There is such a thing in psychology as 'learning to learn'. When I went to university, I had to learn how to learn. No one holds your hand at university, as they do in school, and you have to learn how things are done or you sink. There is an actual process of repetition, taking and condensing notes, review, doing problem sets, etc., that is involved in learning. Even beyond that is the process of insight and learning to recognize it and have confidence in it.

There are systems for ingesting information and skills. It takes some people longer to learn the same thing but persistence will pay off unless you have an actual brain impairment. A situation like that reminds me of those parents who have children with Down's Syndrome, in tears, because they lost a race at the special Olympics. I question putting children with brain impairments in competition, understanding from years of highly competative sports how emotionally challenging a loss can be. By the same token, I don't know why someone would take up RE if he/she had an impairment like DS. Then again, that's not for me to say.

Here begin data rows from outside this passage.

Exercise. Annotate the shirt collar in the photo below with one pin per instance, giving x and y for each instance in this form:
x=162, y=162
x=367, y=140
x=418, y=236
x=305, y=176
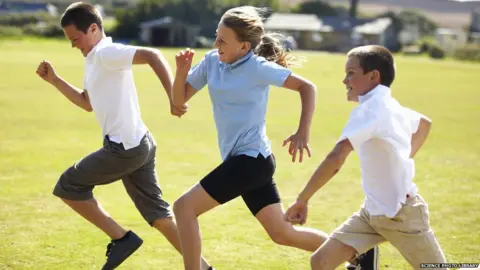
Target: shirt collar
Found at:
x=104, y=41
x=378, y=90
x=239, y=61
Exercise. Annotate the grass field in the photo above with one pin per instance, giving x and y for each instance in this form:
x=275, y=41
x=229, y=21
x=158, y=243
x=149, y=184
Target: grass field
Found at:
x=42, y=134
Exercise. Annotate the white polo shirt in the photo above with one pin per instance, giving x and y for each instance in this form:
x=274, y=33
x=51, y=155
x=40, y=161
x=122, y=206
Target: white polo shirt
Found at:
x=380, y=130
x=113, y=95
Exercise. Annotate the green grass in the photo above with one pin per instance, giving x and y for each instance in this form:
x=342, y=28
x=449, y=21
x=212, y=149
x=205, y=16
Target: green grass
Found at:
x=42, y=134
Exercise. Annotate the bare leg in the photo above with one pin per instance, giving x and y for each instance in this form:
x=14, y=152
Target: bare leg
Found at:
x=92, y=211
x=168, y=228
x=283, y=233
x=331, y=254
x=187, y=209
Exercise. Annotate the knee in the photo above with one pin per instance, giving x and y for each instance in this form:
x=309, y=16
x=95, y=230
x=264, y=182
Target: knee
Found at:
x=181, y=206
x=281, y=237
x=319, y=262
x=163, y=223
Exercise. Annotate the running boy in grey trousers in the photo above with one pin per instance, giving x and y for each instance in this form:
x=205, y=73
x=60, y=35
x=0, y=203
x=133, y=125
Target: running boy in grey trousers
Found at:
x=128, y=151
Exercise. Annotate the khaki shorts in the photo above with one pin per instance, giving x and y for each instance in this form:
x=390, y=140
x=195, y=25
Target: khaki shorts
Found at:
x=409, y=231
x=136, y=168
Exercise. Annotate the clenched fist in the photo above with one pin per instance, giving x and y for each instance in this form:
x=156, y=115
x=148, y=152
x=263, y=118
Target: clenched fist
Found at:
x=46, y=71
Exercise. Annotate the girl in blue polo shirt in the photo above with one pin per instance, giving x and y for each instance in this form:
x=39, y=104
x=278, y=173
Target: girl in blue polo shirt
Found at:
x=238, y=74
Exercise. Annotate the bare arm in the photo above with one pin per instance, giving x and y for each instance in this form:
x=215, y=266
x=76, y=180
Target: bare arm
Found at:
x=327, y=169
x=155, y=59
x=78, y=97
x=183, y=91
x=308, y=94
x=72, y=93
x=419, y=137
x=298, y=211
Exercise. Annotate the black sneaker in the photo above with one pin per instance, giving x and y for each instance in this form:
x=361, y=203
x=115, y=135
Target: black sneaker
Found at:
x=119, y=250
x=366, y=261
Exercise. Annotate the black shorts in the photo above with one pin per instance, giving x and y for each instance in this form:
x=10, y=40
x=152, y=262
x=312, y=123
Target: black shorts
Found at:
x=249, y=177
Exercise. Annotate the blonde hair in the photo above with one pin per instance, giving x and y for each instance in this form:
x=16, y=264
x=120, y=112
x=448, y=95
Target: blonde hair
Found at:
x=246, y=22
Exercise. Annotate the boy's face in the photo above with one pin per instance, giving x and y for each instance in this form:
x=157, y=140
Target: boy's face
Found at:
x=82, y=41
x=357, y=82
x=229, y=48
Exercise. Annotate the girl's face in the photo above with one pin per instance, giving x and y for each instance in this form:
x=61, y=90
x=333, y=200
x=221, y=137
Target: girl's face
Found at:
x=229, y=48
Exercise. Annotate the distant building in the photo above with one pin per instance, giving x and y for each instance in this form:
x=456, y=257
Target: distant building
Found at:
x=168, y=32
x=12, y=7
x=333, y=33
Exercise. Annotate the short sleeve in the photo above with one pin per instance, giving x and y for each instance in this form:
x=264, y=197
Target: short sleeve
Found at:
x=360, y=128
x=271, y=73
x=118, y=56
x=197, y=76
x=414, y=118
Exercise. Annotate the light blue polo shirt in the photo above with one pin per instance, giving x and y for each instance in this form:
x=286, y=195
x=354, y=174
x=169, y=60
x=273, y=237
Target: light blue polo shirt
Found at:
x=239, y=95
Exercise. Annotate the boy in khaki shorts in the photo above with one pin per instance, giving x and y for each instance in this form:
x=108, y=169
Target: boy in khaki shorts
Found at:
x=386, y=136
x=129, y=150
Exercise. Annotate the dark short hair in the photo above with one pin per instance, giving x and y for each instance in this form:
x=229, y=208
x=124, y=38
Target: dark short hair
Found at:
x=376, y=57
x=82, y=15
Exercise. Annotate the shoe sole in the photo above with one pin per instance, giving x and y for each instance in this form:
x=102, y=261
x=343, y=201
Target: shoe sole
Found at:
x=128, y=254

The fact that you feel you have the ability to learn reverse engineering suggest to me your brain is working adequately. Perhaps if you outlined the difficulties you are having, it would be easier for people to help. I know people who are petrified about going back to school because they did badly in the first place. Once your confidence is shot, it's hard to try again. Going back to school for me would mean going back to a point where I completely understood what I was doing, even if that meant going back to grade 1. If you start any later, you will always have that hole in your understanding of a subject, and it will come back to haunt you.

Reversing is not something you can go back to school to learn. We all have difficulties and we all learned with very basic packages like those mentioned in another post (+ork). There's a reason JMI went after you, as he does everyone and it's because he knows what it takes to learn RE and has posted a large sign at the entrance saying 'read the FAQ'. All the steps are there. If your learning disability prevents you understanding that, I don't see how anyone can help you with anything in RE.